Alan Rosenberg, a partner with Markowitz Ringel Trusty + Hartog in Miami whose specialty includes crypto litigation, said of particular interest in the ruling and the underlying litigation is the Court’s emphasis on analyzing a crypto asset’s “ecosystem” to contrast these assets with commodities and applying that analysis to the Howey test.
“As cleverly—and perhaps accurately—noted by Coinbase, however, there are other commodities that appear to have no inherent value outside the ecosystem in which they are issued or consumed,” said Rosenberg, who is not involved in the matter.
The SEC did not respond to a request for comment.
‘Expired Taylor Swift Concert Tickets’
The SEC sued Coinbase in June 2023, alleging that the company operated as an unregistered broker, exchange and clearing agency by facilitating trades in digital assets, which it argued were securities, court records show.
The SEC argued that tokens traded on Coinbase met the criteria for securities because they involved investors pooling funds into a “common enterprise.” In addition, the SEC argued the common enterprise had an expectation of profits driven by others’ efforts, which are the key prongs of the Howey test, the legal standard used by the U.S. Supreme Court to determine if a transaction qualifies as an investment contract and needs to be regulated as a security.

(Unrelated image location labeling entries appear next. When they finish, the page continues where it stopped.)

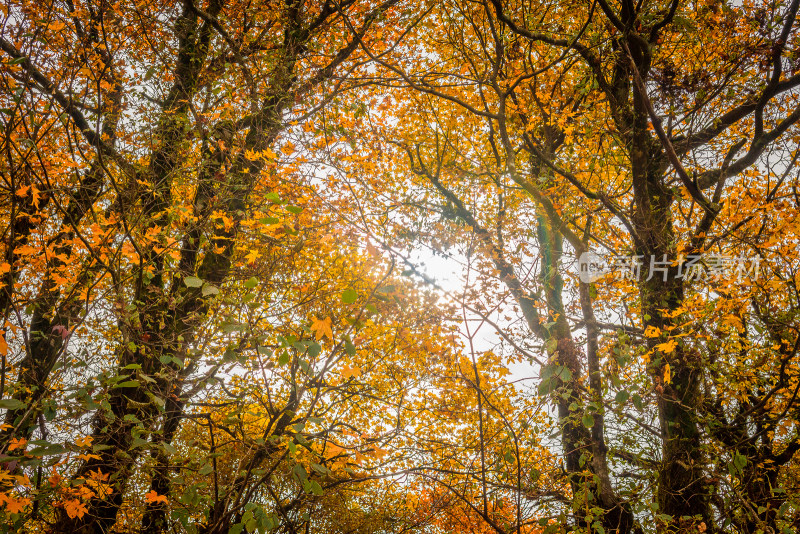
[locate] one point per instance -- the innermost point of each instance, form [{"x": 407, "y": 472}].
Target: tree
[
  {"x": 625, "y": 126},
  {"x": 142, "y": 192}
]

However, Coinbase argued that the tokens lacked the contractual obligations inherent in traditional securities and that its operations fell outside of the SEC’s jurisdiction. In doing so, Coinbase moved for judgment on the pleadings, which the Southern District of New York granted in part and denied in part in an opinion and order entered in March. As a result, Coinbase moved to certify the order for interlocutory appeal under 28 U.S.C. § 1292(b).
Now, the federal district court has certified the order for interlocutory appeal because it “presents a controlling question of law regarding the reach and application of Howey to crypto-assets, about which there is substantial ground for difference of opinion, and the resolution of which would advance the ultimate termination of the SEC’s enforcement action.”

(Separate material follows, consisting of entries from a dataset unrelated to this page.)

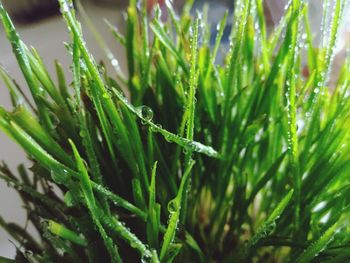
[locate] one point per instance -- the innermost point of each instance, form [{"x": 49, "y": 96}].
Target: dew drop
[
  {"x": 173, "y": 206},
  {"x": 145, "y": 112}
]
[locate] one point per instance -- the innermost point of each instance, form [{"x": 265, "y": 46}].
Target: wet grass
[{"x": 188, "y": 158}]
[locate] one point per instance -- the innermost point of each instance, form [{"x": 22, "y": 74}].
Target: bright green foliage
[{"x": 189, "y": 158}]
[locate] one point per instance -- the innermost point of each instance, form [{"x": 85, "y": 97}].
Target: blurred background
[{"x": 40, "y": 25}]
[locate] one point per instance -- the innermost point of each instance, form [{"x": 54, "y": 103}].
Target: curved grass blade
[
  {"x": 95, "y": 211},
  {"x": 174, "y": 208},
  {"x": 63, "y": 232},
  {"x": 314, "y": 249},
  {"x": 185, "y": 143},
  {"x": 266, "y": 228}
]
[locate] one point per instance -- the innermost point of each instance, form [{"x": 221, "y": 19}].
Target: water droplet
[
  {"x": 173, "y": 206},
  {"x": 145, "y": 112}
]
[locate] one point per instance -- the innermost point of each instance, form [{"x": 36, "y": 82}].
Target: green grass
[{"x": 186, "y": 159}]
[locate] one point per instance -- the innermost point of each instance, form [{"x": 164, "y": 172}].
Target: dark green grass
[{"x": 186, "y": 159}]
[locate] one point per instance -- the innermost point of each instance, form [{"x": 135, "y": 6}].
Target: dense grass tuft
[{"x": 189, "y": 158}]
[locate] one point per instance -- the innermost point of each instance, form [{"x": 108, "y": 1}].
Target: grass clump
[{"x": 187, "y": 159}]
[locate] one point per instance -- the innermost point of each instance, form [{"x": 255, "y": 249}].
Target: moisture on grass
[{"x": 190, "y": 158}]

In reaching that ruling, Failla held in her 34-page opinion and order that appellate guidance would shape this case and influence a growing number of pending disputes on the conflicting conclusions of whether investments in cryptocurrencies meet the Howey test. For instance, Failla pinpointed the SEC’s actions against Ripple Labs and Terraform Labs.

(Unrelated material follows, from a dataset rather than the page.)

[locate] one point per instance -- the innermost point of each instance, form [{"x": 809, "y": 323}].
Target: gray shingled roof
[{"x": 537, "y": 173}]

In Ripple, which is pending on appeal, the court determined that there were distinctions between tokens sold to institutional investors and those sold to retail buyers, which is a stance Coinbase has urged the federal district court to adopt. By contrast, Failla rejected Coinbase’s narrower interpretation of Howey, when she emphasized the “economic realities” of the transactions.
Failla held that the absence of formal contractual obligations does not exclude crypto assets from being classified as securities if its purchasers reasonably expected profits based on the efforts of others. However, Failla acknowledged that her interpretation represented one view in an unsettled legal landscape.
“The significance of a crypto-asset’s digital ecosystem to the Howey analysis, particularly as a point of contrast with collectibles or other commodities, is a difficult issue of first impression for the Second Circuit,” Failla wrote in the opinion and order. The judge noted that Coinbase argued that plenty of commodities, such as “expired Taylor Swift concert tickets,” have inherent value outside the “‘ecosystem’” in which they are issued or consumed.
Failla held: “There is indeed substantial ground to dispute how Howey is applied to crypto assets and the role of the surrounding digital ecosystem in that analysis.”